Game On: How Revolution Dance Redefines Community Through Movement

Dwayne Scheuneman didn’t set out to start a dance company. He just kept saying yes.

Nearly 20 years ago, after a spinal cord injury shifted his path from competitive athletics to dance, "D" found himself drawn not just to movement — but to the community it created. When opportunities for dancers with disabilities didn’t exist locally, he built one.

Today, "D" is the artistic director of Revolution Dance Company, a professional inclusive dance company bringing disabled and non-disabled dancers together onstage — not as a statement, but as a practice.

In this episode of the Tampa Bay Arts Passport podcast, v reflects on collaboration across difference, the responsibility of making art spaces accessible, and the moments that shaped his leadership — including teaching dance in a juvenile prison in Russia after a single, unexpected phone call.

His philosophy is simple and quietly radical: real learning happens when people work together. Community isn’t theoretical.
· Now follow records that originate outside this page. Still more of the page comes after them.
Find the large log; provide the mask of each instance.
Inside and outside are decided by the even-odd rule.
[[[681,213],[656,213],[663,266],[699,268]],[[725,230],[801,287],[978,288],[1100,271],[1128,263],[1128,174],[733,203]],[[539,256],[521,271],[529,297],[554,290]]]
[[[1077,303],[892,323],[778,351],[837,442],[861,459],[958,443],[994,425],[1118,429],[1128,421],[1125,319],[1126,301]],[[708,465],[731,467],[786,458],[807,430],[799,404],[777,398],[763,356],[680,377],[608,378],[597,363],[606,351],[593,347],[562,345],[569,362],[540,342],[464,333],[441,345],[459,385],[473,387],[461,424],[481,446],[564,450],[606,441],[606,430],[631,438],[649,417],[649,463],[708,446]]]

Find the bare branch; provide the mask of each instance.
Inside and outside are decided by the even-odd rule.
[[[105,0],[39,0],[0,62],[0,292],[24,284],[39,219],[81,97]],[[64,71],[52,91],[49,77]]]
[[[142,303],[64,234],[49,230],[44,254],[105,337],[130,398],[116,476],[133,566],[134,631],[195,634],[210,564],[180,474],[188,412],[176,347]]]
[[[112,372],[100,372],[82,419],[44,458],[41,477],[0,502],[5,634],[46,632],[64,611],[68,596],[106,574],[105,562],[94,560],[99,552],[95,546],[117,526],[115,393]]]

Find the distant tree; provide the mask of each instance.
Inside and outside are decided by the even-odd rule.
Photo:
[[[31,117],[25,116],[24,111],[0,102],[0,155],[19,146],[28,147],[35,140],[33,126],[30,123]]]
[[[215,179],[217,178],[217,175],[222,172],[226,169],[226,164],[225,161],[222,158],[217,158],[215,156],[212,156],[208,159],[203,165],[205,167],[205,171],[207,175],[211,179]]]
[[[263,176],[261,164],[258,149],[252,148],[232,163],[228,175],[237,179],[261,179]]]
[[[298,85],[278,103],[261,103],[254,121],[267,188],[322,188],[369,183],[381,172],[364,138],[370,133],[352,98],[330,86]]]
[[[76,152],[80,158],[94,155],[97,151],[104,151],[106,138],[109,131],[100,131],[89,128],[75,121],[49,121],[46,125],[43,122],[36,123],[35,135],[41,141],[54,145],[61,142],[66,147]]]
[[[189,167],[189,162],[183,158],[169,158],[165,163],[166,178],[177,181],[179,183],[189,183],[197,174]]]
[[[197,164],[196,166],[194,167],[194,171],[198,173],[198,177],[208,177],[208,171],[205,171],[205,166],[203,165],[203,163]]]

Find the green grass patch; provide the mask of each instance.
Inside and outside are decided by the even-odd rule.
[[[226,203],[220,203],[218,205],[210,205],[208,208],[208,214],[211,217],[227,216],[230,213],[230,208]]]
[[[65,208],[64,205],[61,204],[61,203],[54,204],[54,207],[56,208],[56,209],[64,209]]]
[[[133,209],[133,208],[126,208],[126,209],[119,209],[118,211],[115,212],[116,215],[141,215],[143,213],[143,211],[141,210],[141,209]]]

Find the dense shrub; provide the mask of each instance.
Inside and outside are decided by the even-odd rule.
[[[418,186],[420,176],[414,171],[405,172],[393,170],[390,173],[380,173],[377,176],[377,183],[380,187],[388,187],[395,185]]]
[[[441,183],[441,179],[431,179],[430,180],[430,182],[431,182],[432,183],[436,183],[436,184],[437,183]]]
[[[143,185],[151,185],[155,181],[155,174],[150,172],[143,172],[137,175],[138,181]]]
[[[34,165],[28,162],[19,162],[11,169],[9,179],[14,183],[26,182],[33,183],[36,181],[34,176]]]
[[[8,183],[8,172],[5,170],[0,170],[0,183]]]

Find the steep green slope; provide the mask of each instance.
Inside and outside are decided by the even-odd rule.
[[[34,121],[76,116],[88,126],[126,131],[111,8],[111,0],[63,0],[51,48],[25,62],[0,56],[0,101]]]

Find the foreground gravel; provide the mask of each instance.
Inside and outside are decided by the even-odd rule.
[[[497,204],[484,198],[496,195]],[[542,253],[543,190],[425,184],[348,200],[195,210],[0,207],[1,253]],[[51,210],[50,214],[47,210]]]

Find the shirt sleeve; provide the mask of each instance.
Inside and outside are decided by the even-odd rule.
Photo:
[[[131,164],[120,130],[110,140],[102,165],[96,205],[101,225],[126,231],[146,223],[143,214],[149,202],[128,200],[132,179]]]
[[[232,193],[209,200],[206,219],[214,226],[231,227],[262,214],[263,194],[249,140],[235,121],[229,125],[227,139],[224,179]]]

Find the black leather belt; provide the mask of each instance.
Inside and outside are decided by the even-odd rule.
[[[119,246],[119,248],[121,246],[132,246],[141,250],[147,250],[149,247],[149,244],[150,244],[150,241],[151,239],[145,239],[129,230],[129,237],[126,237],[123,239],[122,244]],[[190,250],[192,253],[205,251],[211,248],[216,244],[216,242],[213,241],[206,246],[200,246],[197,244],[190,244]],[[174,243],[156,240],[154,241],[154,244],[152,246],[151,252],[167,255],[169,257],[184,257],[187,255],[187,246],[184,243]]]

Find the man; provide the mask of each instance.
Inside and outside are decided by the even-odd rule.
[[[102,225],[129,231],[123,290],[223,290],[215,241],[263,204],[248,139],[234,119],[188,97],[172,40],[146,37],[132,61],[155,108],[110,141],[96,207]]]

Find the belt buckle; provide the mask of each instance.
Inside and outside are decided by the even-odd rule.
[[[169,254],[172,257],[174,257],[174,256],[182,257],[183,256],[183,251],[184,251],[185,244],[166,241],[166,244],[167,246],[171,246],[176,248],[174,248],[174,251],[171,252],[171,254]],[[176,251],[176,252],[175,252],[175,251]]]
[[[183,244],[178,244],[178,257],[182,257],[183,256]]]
It’s built rehearsal by rehearsal, conversation by conversation, choice by choice.

As "D" puts it, when life changes the route — it’s still game on.

Listen to the Episode

Hit play to hear "D" talk about inclusive dance, disability, and what it means to keep building community — even when the space isn’t built for you yet.

This episode takes us outside the studio (literally) for a conversation about access, collaboration, and the quiet power of saying game on when life shifts your path.


Episode Highlights

  • From athlete to dancer: How "D" moved from mountain biking and wheelchair track & field into dance — and why performance unlocked a sense of community he hadn’t felt before.
  • What “inclusive dance” really means: Why working with disabled and non-disabled dancers together isn’t symbolic — it’s essential to collaboration, learning, and equity.
  • Building a company from scratch: How the lack of opportunities for dancers with disabilities in Tampa Bay led "D" to start a nonprofit — without a roadmap, but with community support.
  • Access as a producing practice: A candid conversation about inaccessible arts spaces, accountability, and why accessibility has to be part of planning, not an afterthought.
  • Teaching dance in unexpected places: The story of an impromptu dance class inside a juvenile prison in Russia — and what happens when art shows up where no one expects it.
  • “Game on” as a life philosophy: How disability, privilege, and perspective reshaped "D"’s outlook — and why seeing others persevere made him believe he could do anything.
  • Growing community over time: Why trust, care, and collaboration — not perfect marketing — have sustained Revolution Dance for nearly 20 years.
  • Rapid fire reflections: What artistic community really means, his hope for Tampa Bay’s arts ecosystem, and the artist he’d most like to sit down with now.

About Dwayne Scheuneman

Dwayne Scheuneman is the artistic director of Revolution Dance Company, a professional inclusive dance company based in Tampa Bay that brings disabled and non-disabled dancers together onstage.

After a spinal cord injury shifted his path from athletics to the arts, "D" found dance through wheelchair track & field cross-training — and stayed for the community. Nearly two decades later, he leads Revolution Dance in professional performances, youth programs, and collaborations that center access, trust, and shared creative ownership.

His work challenges traditional ideas of who dance is for and where it belongs, proving that collaboration across difference doesn’t dilute artistry — it deepens it.